# Databricks tutorial
## The side bar
- the sidebar contains useful shortcuts:
  - to your **home** area - you can create notebooks here
  - to the **workspaces** - these have been created for certain pieces of work to allow centralisation of code
  - to your **recent** notebooks - this is useful for picking up where you left off
  - to **data** where you can browse what is available and remind yourself what columns are called
  
## The data area
- this is actually pretty similar to SSMS.
- you've got **databases**: a good started is the **dss_corporate** database as we should all have access
- inside the **databases** you've got **tables**
- Pressing on the tables brings up the preview (you'll need to have a cluster up and running for this!!!):
  - You can see the table metadata (I've found it doesn't work for some assets...)
  - And a preview of the data

#### What if I need more data bringing in?
- Sometimes we need more data brought in
- For **small tables**, like simple lookups, my advice would be to make a `SELECT... FROM VALUES...` style SQL script, and make a `GLOBAL TEMP VIEW` of this. Basically hard code the data into a script.

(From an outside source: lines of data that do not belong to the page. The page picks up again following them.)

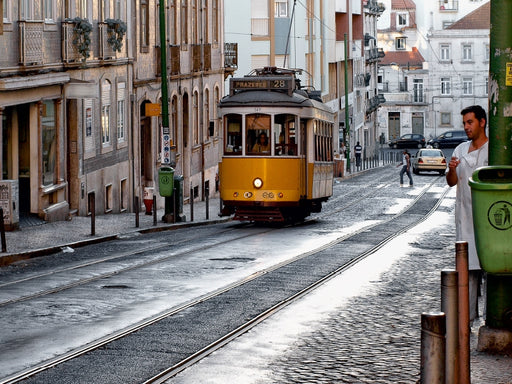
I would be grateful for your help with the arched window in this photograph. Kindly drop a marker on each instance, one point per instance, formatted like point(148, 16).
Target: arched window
point(195, 117)
point(105, 111)
point(206, 113)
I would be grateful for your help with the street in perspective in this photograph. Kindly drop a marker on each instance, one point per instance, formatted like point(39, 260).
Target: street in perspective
point(382, 246)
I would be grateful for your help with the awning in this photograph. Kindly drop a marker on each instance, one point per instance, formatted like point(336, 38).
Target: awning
point(80, 89)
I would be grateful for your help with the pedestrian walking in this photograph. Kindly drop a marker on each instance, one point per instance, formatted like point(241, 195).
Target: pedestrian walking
point(358, 150)
point(465, 159)
point(406, 167)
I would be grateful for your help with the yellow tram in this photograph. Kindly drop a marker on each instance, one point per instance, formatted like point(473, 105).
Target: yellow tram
point(277, 163)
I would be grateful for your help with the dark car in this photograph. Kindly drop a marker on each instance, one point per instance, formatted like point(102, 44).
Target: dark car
point(409, 140)
point(448, 139)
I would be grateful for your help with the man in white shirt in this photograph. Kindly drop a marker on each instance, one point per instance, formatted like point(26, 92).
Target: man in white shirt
point(465, 159)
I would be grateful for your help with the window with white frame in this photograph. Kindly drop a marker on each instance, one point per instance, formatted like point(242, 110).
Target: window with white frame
point(121, 111)
point(281, 8)
point(400, 43)
point(83, 8)
point(467, 85)
point(467, 52)
point(402, 19)
point(105, 111)
point(418, 96)
point(445, 52)
point(49, 11)
point(118, 10)
point(446, 118)
point(446, 86)
point(7, 11)
point(26, 9)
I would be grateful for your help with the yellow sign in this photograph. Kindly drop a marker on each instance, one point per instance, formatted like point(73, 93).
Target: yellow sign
point(153, 109)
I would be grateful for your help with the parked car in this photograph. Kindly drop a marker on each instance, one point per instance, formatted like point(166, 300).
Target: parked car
point(448, 139)
point(429, 159)
point(409, 140)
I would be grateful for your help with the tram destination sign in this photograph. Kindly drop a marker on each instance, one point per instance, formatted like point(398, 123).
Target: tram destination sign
point(275, 83)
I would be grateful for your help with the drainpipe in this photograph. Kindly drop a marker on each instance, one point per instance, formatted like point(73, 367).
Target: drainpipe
point(166, 160)
point(500, 84)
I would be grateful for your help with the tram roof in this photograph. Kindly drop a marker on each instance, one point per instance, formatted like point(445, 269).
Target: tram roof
point(271, 98)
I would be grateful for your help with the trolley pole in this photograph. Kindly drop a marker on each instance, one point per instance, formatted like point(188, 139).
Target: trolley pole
point(347, 126)
point(166, 132)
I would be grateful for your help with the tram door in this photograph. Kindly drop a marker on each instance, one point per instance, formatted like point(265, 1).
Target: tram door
point(24, 158)
point(394, 125)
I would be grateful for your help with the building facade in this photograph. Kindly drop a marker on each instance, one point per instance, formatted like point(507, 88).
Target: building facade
point(78, 79)
point(327, 40)
point(436, 63)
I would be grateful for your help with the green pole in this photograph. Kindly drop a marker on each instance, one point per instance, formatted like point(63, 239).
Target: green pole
point(499, 292)
point(347, 127)
point(163, 68)
point(500, 84)
point(166, 142)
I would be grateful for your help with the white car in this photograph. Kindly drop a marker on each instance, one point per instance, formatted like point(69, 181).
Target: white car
point(429, 159)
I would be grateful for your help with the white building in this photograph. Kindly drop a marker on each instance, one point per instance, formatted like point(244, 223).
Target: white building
point(459, 69)
point(436, 63)
point(311, 36)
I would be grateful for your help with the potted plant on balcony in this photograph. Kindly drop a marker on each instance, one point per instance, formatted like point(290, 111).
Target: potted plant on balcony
point(82, 29)
point(116, 32)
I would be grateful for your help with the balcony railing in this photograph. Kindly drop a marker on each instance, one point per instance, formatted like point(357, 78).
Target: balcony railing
point(70, 53)
point(448, 5)
point(231, 55)
point(31, 42)
point(106, 50)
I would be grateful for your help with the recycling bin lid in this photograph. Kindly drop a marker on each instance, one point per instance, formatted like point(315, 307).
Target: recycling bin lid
point(494, 177)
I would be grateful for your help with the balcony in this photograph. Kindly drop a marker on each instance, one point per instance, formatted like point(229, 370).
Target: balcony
point(231, 55)
point(448, 5)
point(31, 42)
point(70, 53)
point(106, 50)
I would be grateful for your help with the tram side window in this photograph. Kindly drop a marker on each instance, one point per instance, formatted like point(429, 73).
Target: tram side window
point(233, 142)
point(284, 131)
point(258, 134)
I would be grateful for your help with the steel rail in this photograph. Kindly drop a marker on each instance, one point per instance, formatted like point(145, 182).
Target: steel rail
point(164, 375)
point(194, 358)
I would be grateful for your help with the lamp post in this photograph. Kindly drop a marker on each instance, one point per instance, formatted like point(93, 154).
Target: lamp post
point(166, 172)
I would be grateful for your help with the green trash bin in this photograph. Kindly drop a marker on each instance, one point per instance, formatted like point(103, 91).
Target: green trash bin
point(166, 181)
point(491, 191)
point(178, 198)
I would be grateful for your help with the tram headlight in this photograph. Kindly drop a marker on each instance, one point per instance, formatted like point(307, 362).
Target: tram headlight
point(257, 182)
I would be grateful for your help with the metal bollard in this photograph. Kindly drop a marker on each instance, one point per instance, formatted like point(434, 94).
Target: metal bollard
point(207, 198)
point(2, 230)
point(92, 208)
point(449, 305)
point(154, 210)
point(433, 344)
point(461, 262)
point(191, 204)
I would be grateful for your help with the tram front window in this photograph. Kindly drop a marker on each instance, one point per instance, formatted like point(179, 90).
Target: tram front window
point(233, 142)
point(258, 138)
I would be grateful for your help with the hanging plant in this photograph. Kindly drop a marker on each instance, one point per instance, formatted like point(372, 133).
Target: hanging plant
point(82, 37)
point(116, 32)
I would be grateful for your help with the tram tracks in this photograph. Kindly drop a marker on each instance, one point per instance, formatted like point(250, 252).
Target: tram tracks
point(352, 198)
point(225, 338)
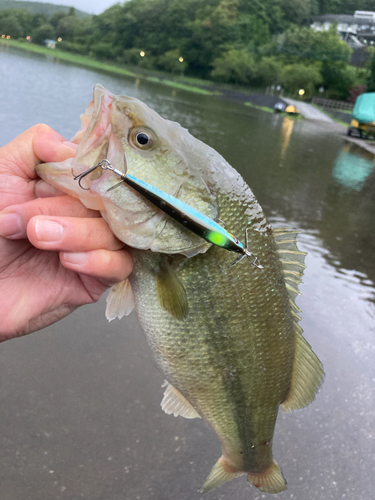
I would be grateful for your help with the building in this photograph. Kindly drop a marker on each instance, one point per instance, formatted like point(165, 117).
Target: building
point(357, 30)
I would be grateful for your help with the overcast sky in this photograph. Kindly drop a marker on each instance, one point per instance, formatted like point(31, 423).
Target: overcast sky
point(91, 6)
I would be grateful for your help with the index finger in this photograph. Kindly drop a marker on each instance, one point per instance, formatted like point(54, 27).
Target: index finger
point(38, 144)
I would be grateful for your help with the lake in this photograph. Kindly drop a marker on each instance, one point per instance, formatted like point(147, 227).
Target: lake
point(80, 401)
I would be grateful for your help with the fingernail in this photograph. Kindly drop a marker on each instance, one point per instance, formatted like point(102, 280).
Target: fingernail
point(48, 230)
point(71, 145)
point(10, 225)
point(78, 258)
point(44, 190)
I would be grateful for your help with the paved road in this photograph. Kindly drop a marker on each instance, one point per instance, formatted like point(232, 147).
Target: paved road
point(309, 111)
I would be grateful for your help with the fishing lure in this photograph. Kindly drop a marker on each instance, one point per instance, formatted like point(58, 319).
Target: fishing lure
point(186, 215)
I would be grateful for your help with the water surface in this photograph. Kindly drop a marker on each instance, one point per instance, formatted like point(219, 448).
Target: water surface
point(80, 401)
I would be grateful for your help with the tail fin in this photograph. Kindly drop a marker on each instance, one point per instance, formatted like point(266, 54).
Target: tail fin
point(269, 481)
point(221, 473)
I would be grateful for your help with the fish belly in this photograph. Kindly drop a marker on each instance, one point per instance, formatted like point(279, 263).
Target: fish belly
point(232, 356)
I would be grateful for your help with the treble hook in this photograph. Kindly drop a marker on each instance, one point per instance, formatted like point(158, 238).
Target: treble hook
point(186, 215)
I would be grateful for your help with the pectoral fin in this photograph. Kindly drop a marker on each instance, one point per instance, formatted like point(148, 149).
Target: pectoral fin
point(170, 291)
point(120, 301)
point(174, 403)
point(307, 376)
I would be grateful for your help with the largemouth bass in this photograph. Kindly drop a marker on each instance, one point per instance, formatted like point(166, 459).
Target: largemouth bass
point(226, 338)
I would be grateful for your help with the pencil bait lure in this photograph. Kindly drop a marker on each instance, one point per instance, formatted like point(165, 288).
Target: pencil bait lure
point(186, 215)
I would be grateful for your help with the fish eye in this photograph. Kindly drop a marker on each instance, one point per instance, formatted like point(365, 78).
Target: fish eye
point(142, 138)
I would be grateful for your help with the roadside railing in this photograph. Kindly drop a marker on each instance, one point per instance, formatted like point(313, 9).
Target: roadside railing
point(331, 103)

- For **large tables** you'll need to talk to someone get it loaded.

## Making a notebook
- here is a link to the notebook management docs: https://docs.databricks.com/notebooks/notebooks-manage.html
- here is the link to the notebook use documentation: https://docs.databricks.com/notebooks/notebooks-use.html
- in your **home** area, or in a **workspace** where you have the correct permissions, you can create your own notebooks
  - this is done using the **drop down** next to the folder, or next to your name in **home**.
  - a **notebook** is a form of script where you can write code and execute it piece by piece, in what are called **cells**.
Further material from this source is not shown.